It takes effort to compete on the FWT. Not many of the tour’s mainstays are making enough money to technically be called a “pro.” Instead, heavy hitters spend 90 days without a shower in the B.C. backcountry, planting trees and making enough money to be able to travel around the world and compete during the winter; or college students postpone graduation so that they can spend winters out West and ski with their friends on the tour; or a summer swinging a hammer on jobsites translates into unfettered winters. And, they would agree, it’s worth it.
“We’re here as one big family in one of the most beautiful places in the world,” said Jim Jack, head judge of the FWT. “It doesn’t get any better than this.”

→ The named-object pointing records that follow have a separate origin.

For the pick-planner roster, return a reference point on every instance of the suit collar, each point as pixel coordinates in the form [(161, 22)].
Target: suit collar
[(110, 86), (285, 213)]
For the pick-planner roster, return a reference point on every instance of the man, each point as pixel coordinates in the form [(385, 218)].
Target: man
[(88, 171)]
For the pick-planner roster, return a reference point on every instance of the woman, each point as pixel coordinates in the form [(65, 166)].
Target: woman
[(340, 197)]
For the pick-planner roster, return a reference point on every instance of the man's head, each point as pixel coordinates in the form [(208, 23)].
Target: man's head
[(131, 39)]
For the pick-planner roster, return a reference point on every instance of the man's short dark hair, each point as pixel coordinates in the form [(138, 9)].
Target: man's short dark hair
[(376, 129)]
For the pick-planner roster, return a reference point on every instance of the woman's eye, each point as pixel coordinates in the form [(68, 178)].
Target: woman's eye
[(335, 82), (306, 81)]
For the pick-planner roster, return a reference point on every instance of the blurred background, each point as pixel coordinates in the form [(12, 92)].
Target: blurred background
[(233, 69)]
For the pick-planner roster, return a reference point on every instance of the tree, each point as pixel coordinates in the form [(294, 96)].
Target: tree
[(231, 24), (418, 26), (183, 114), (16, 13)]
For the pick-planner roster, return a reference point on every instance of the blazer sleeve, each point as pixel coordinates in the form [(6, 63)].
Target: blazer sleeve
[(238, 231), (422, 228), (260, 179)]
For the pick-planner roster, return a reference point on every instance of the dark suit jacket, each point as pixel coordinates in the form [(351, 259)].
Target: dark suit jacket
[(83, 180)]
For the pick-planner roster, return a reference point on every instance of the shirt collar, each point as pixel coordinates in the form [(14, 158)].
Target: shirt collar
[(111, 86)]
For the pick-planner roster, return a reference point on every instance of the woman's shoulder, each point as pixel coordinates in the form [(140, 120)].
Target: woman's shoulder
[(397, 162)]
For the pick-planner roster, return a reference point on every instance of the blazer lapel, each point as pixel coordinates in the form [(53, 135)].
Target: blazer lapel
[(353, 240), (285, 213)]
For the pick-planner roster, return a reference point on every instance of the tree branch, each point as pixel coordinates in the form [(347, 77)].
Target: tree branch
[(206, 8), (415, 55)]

During the tour it felt like something was missing in the athlete meetings, at the top of the venue and during the late-night party right now on the tour: Ryan Hawks and 2010 World Champion Arne Backstrom. People gravitated towards both late competitors like bugs to light. Both names were a constant topic of conversation in the Andes this year—“remember when Hawks threw that backie in Revy?” or “what would Arne do if he were here?”
Once you get a glimpse into the freeskiing family it becomes clear, athletes would give anything for a spot on the podium, but big-mountain competitive skiing on the Subaru Freeskiing World Tour is about a whole lot more than a championship.